In [1]:
%%javascript
IPython.OutputArea.auto_scroll_threshold = 9999;
In [2]:
from IPython.core.display import display, HTML
display(HTML("<style>.rendered_html { font-size: 15px; }</style>"))

import logging
logging.basicConfig(level='INFO')

Timeseria quickstart

Timeseria is a time series processing library which aims at making it easy to handle time series data and to build statistical and machine learning models on top of it.
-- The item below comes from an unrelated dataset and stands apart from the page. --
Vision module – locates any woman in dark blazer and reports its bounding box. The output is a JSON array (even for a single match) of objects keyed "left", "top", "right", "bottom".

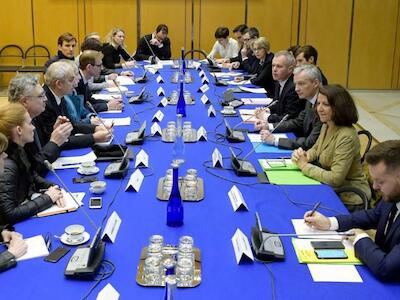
[{"left": 0, "top": 103, "right": 64, "bottom": 225}]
It comes with a built-in set of common operations (resampling, slotting, differencing etc.) as well as models (reconstruction, forecasting and anomaly detection), and both custom operations and models can be easily plugged in.

Timeseria also tries to address by design all those annoying things which are often left as an implementation detail but that actually cause wasting massive amounts of time - as handling data losses, non-uniform sampling rates, differences between time-slotted data and punctual observations, variable time units, timezones, DST changes and so on.

This is a (super) quickstart, if you are looking for a more structured introduction, have a look at the welcome notebook. Also the reference documentation might be useful.

Load some data

Let's load some data: an indoor temperature winter dataset.

In [3]:
from timeseria import storages
DATASET_PATH = '/'.join(storages.__file__.split('/')[0:-1]) + '/tests/test_data/csv/'

temperature_timeseries = storages.CSVFileStorage(DATASET_PATH + 'temperature_winter.csv').get()

Let's have a look at the time series we just loaded:

In [4]:
temperature_timeseries
Out[4]:
Time series of #14403 points at variable resolution (~600s), from point @ 1546477200.0 (2019-01-03 01:00:00+00:00) to point @ 1555550400.0 (2019-04-18 01:20:00+00:00)

Now plot the data, using Timeseria built-in plotting engine:

In [5]:
temperature_timeseries.plot(aggregate=False)

If you zoom in, you will see that data has been aggregated and plotted as a line chart plus an area chart (which reprensents the minimum and maximum values boundaries before aggregating the data). In this way you can plot even millions of data points wihtout slowing down the plot or crashing your browser, without loosing much information about peaks and spikes.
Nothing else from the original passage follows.